Well, things got to a head this past week when she saw the postman come day after day delivering those big square packages that could only be records, and each time she said with increasing frustration, "another one?" So yesterday she told me she got her revenge by buying a new pair of shoes. Unfortunately for me the equation goes: one pair zanotti shoes = 9 records (on average)...
I wonder what the experience of others is (our very own master shige for ex.) in the same situation, if he has to use a secret credit card for his purchases too? Of course this kind of secrecy can work against you in a marriage, she might be wrongly imagining I'm spending thousands on records each month. (When in reality, I'm spending thousands in massage parlours.)
Obviously that was a joke. And what about the lonely world we live through with our tiny minority taste-- will progressive ever become more popular in the future, or, considering the average age of the true fan of two score plus or four dozen plus, is it likely to die off in a generation? Will we really be like the monks of the dark ages, preserving for the future the greatest music the human mind could ever create? Or will it all die off when we do, and digital files can no longer be exchanged in an altogether different world post-population peak? In my darkest moments (i.e. every second) I certainly believe this is true, it has happened before, in fact, every civilization before ours has collapsed in time. I know my dear brother Shige disagrees: "Keep the fire of prog burning!"
Edition Spéciale are by far my favourite prog-fusion group from France, if not from anywhere in the world. From progarchives:
"Martial "Mimi" Lorenzini, one of France's most famous guitarists for his contribution to Canterbury band TRIANGLE, got together with female singer/keyboard player Ann Ballester, bass player Josquin Turenne des Prés and drummer Jean-François Bouchet D'Angely to form ÉDITION SPÉCIALE in 1975. Their style of groovy, accessible jazz-rock is highly comparable to that of RETURN TO FOREVER and BRAND X. Their first album "Allée des Tilleuls" received mixed reviews, in part due to Ann's vocals that spoiled the effect of the excellent musicianship. Featuring virtuoso drummer and newcomer Alain Gouillard, the subsequent "Aliquante" and "Horizon Digital" were a definite improvement. Gouillard's drumming is so tight he could probably rival Bill Bruford.

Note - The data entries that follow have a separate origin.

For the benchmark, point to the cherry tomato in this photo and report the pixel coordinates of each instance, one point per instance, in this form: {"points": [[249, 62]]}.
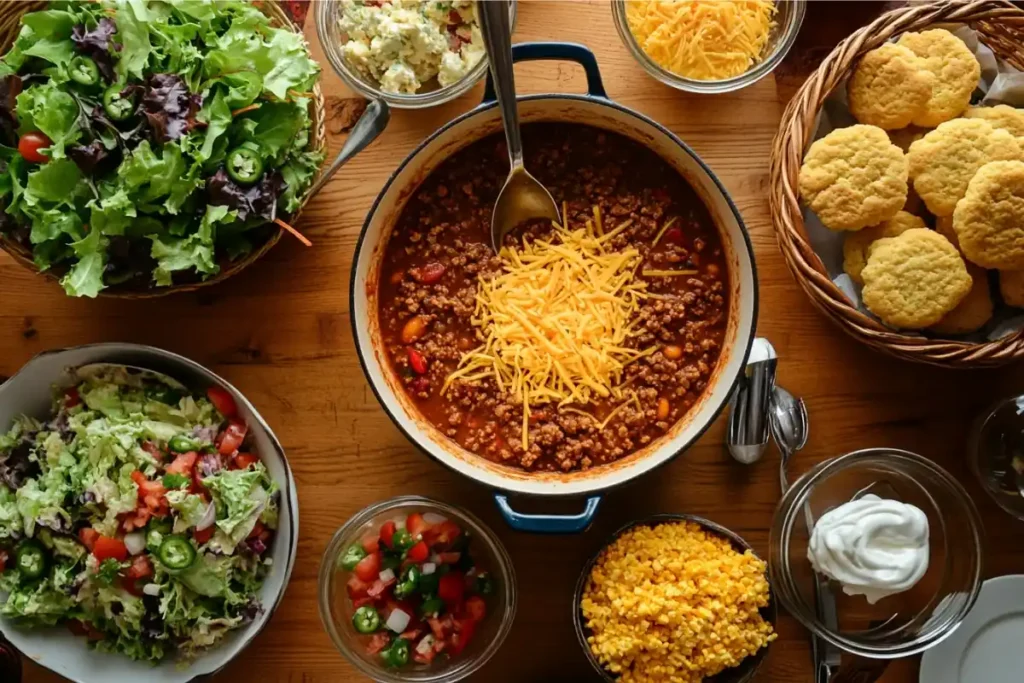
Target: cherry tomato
{"points": [[451, 587], [369, 567], [416, 525], [387, 532], [231, 437], [419, 552], [31, 143], [244, 460], [222, 400], [476, 608], [108, 548]]}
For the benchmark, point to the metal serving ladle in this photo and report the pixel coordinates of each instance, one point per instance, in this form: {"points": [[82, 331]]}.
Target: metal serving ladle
{"points": [[522, 198]]}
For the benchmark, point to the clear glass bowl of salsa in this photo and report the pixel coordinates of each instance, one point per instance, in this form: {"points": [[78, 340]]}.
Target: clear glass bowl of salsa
{"points": [[412, 589]]}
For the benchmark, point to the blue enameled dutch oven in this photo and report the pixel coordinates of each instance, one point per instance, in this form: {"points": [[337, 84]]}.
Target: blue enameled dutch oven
{"points": [[594, 109]]}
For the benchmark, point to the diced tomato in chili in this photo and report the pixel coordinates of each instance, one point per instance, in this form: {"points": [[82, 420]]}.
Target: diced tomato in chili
{"points": [[387, 532], [369, 567], [204, 536], [356, 588], [232, 436], [416, 525], [88, 537], [222, 400], [72, 398], [108, 548], [378, 642], [464, 630], [371, 544], [418, 553], [182, 464], [476, 608], [452, 587], [244, 460], [140, 567]]}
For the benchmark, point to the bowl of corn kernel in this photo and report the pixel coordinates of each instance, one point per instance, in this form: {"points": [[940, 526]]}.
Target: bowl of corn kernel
{"points": [[675, 598]]}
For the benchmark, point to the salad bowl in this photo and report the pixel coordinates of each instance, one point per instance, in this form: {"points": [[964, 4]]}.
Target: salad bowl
{"points": [[30, 392]]}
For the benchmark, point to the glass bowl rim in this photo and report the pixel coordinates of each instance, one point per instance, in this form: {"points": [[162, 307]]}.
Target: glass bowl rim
{"points": [[737, 542], [749, 77], [504, 568], [326, 11], [790, 508]]}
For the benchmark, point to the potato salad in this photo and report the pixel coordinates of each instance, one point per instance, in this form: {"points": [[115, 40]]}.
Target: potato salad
{"points": [[403, 44]]}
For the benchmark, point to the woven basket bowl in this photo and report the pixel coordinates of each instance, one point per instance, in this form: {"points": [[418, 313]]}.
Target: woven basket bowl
{"points": [[10, 24], [1000, 27]]}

Both albums are rhythmic concepts based on very complex tempo cuts, where the guitar and violin interplay will remind the listener of MAHAVISHNU. Two [3 -- ed.] excellent albums of world-class French fusion."

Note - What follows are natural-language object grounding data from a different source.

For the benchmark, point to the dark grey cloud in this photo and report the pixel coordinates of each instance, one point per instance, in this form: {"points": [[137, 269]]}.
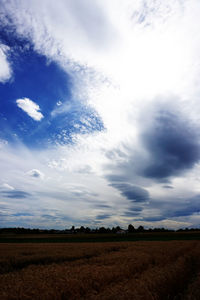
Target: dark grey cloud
{"points": [[188, 208], [131, 192], [168, 187], [18, 194], [22, 214], [172, 143], [103, 216]]}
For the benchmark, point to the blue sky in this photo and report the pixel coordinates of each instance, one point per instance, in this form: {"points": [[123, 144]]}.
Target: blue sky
{"points": [[99, 113]]}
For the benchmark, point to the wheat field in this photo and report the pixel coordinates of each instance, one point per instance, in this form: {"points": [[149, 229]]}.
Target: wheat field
{"points": [[119, 270]]}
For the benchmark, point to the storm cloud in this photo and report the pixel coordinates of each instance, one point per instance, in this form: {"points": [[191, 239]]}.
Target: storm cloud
{"points": [[172, 144], [131, 192]]}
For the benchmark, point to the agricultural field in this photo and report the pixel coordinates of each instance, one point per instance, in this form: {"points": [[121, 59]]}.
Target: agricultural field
{"points": [[148, 270]]}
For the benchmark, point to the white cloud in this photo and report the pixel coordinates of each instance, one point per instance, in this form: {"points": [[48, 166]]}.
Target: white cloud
{"points": [[5, 69], [35, 173], [122, 56], [7, 186], [31, 108]]}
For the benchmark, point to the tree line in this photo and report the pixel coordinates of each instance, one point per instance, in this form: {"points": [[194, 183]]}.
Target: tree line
{"points": [[87, 230]]}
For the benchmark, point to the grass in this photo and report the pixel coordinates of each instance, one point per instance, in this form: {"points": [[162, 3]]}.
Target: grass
{"points": [[148, 270], [82, 238]]}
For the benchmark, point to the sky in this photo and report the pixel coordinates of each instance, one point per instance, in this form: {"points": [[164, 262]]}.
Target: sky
{"points": [[99, 113]]}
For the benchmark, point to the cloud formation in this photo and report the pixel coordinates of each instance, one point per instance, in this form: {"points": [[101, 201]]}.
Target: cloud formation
{"points": [[35, 173], [172, 143], [124, 142], [5, 69], [31, 108]]}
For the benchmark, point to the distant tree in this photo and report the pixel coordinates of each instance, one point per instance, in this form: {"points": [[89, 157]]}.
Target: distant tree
{"points": [[87, 230], [131, 228], [140, 229], [82, 229]]}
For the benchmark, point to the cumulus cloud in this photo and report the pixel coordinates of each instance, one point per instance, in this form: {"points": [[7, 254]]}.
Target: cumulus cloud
{"points": [[18, 194], [7, 186], [35, 173], [172, 143], [131, 192], [5, 68], [31, 108], [121, 56]]}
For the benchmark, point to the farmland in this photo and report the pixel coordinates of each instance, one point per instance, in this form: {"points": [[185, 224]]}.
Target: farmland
{"points": [[149, 270]]}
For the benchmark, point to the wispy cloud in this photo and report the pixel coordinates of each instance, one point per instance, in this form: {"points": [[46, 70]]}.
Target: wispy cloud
{"points": [[31, 108], [5, 69], [129, 127]]}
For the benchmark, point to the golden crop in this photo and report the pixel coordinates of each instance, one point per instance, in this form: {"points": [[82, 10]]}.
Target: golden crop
{"points": [[117, 270]]}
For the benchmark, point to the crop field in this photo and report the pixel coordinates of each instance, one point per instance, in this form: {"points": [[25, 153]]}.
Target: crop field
{"points": [[147, 270]]}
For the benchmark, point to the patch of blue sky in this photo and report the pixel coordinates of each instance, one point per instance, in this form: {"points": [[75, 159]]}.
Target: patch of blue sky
{"points": [[50, 87]]}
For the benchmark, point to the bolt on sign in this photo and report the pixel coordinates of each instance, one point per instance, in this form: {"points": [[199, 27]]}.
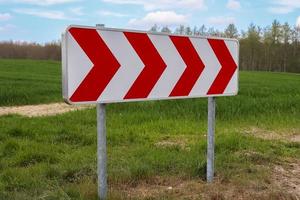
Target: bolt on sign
{"points": [[104, 65]]}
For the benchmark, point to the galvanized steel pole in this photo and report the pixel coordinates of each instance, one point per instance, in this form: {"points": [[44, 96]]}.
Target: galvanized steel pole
{"points": [[101, 152], [101, 147], [211, 139]]}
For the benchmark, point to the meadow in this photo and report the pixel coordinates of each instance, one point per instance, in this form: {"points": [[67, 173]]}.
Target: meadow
{"points": [[152, 146]]}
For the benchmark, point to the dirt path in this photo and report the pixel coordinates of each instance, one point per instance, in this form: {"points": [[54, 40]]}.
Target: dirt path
{"points": [[41, 109]]}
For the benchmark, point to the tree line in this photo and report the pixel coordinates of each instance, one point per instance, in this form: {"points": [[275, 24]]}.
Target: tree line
{"points": [[27, 50], [272, 48]]}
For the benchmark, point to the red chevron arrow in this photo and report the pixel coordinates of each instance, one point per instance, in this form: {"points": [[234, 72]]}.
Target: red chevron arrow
{"points": [[228, 66], [154, 65], [105, 65], [194, 66]]}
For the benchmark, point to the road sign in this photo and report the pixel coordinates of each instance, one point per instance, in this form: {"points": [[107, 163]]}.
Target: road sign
{"points": [[103, 65]]}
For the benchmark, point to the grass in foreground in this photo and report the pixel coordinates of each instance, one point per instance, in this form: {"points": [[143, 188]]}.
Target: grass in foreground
{"points": [[150, 143], [29, 82]]}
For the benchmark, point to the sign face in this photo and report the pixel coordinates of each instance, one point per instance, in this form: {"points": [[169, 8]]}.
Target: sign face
{"points": [[102, 65]]}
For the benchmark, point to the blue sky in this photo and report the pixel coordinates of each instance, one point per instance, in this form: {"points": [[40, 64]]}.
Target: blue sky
{"points": [[45, 20]]}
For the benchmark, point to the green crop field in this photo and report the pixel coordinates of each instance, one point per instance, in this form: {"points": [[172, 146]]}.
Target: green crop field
{"points": [[156, 149], [29, 82]]}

Good descriptor, though I think the first album is genius too. The duo went on to record more records after the break-up of the band in the eighties, including this slightly less fusion outing, more mainstream jazz and classical-composed, but in a sense it is definitely a follow-up to the amazing Edition Speciale records, taking into account the changing of the guard in that era, wherein progressive and hard fusion were no longer in style, sadly. Same thing as we saw happened to my favourite underrated genius Toto Blanke.

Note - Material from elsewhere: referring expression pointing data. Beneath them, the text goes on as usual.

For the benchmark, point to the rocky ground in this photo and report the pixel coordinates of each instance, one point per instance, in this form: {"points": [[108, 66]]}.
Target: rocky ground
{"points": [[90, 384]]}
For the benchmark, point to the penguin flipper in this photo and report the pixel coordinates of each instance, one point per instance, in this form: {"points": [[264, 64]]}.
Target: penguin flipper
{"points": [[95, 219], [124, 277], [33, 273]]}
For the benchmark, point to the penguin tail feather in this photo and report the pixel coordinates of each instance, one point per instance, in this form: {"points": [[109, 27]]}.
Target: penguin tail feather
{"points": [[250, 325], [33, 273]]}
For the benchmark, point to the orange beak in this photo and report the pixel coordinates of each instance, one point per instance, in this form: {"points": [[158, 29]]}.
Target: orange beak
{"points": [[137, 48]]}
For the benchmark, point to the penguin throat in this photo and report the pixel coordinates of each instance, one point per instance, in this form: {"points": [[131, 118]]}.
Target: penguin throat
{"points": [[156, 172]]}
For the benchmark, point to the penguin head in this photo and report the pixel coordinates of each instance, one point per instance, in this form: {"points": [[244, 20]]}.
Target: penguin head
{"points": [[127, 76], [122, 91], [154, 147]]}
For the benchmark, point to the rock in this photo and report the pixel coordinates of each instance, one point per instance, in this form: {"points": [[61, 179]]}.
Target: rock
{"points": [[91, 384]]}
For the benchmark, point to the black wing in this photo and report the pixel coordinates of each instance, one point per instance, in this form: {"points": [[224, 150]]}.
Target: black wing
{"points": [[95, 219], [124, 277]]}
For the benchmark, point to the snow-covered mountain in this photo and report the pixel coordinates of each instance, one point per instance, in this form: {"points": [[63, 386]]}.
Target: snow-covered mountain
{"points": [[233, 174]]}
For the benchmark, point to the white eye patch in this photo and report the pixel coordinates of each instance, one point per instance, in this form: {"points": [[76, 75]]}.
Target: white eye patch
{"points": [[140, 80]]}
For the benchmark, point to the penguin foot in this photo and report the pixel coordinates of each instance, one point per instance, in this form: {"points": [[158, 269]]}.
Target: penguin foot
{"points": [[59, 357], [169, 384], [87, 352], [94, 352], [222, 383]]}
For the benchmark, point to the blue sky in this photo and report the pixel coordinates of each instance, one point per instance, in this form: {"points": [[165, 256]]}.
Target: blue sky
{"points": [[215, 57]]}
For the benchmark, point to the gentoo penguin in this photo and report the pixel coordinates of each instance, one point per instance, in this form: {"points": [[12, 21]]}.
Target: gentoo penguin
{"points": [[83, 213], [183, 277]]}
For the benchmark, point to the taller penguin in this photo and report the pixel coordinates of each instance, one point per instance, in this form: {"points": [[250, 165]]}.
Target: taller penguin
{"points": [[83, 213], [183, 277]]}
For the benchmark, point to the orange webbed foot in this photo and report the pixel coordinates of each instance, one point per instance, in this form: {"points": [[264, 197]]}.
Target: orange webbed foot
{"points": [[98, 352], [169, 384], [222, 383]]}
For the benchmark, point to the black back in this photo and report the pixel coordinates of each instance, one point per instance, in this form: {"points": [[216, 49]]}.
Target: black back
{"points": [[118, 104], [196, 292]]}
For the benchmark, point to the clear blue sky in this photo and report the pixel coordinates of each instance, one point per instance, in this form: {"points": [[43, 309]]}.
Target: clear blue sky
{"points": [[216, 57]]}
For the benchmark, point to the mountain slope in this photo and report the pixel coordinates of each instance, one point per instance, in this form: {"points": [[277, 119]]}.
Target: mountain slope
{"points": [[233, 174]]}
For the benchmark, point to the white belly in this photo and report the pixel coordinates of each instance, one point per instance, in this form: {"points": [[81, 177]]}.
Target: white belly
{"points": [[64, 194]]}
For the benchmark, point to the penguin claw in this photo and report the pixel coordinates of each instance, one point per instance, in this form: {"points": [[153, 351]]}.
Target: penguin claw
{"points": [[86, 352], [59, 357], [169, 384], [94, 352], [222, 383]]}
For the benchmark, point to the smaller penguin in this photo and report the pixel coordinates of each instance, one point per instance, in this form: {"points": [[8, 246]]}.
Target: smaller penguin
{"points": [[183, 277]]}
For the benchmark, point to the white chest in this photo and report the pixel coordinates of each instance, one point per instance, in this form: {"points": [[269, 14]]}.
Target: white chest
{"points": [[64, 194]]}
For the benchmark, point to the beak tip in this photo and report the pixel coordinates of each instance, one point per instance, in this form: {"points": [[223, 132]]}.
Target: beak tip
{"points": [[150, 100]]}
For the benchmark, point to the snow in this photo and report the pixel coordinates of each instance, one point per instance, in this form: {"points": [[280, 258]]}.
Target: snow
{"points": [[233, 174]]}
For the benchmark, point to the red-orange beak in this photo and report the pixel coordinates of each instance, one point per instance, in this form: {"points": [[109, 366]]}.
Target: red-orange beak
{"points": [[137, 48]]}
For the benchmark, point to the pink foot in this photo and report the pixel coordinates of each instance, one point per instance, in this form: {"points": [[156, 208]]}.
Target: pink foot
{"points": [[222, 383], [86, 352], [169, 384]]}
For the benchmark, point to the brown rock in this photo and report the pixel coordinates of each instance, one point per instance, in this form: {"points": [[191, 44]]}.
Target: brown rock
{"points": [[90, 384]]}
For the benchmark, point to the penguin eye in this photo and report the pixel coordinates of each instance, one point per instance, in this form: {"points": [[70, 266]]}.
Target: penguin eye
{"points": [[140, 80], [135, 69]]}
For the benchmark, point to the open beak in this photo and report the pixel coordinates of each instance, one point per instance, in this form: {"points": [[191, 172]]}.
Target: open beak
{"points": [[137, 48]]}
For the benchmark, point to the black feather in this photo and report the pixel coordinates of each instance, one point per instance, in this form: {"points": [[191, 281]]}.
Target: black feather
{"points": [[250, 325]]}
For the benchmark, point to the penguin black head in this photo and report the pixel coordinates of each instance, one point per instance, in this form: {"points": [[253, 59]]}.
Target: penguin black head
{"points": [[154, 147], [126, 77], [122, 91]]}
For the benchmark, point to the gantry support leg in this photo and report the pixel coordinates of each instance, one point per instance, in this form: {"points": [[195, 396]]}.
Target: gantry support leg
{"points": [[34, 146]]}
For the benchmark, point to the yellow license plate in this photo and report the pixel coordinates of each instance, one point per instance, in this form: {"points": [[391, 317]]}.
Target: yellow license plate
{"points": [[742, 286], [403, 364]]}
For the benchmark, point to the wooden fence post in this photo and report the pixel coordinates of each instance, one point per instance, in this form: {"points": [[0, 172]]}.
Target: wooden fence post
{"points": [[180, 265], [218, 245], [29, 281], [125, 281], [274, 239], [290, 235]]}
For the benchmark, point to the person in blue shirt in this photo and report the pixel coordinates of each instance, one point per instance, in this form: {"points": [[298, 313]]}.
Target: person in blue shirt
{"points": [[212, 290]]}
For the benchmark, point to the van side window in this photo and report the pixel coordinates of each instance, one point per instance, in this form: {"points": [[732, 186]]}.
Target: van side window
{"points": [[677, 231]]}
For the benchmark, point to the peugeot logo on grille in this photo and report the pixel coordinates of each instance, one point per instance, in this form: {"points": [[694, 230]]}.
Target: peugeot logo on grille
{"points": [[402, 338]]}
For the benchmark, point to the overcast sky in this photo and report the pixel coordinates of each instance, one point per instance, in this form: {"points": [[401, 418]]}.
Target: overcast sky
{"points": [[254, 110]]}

Moving forward into the nineties, from Discogs:
" After having worked together during the Seventies in the same Progressive rock band EDITION SPECIALE, Mimi LORENZINI and Ann BALLESTER unite again for new musical adventures, accompanied by bass-player Jean-Luc PONTHIEUX. The three of them are famous and experimented musicians of the French school, and they perform a kind of music definitely rooted in a mainly acoustic and strongly Americanised jazz. However, it also shows exotic or ethnic ideas, and is particular due to its brilliant and truly elaborated guitar style. Recorded in 1999 on Musea Parallèle, "Question De Temps" is the second record by this band, after the excellent "Le Diable Bleu" (1994).
What an impressive musician this Lorenzini was, particularly when you listen to the ever-inventive riffs he came up with for Ed. Speciale.
His discographie until the present :
BARNEY WILEN “ FREE ROCK BAND “
PHILIPPE MATÉ,RACHID OUARI, CHRISTIAN TRITCH “ EDF “
TRIANGLE ( 3 albums et plusieurs 45 T chez E.M.I )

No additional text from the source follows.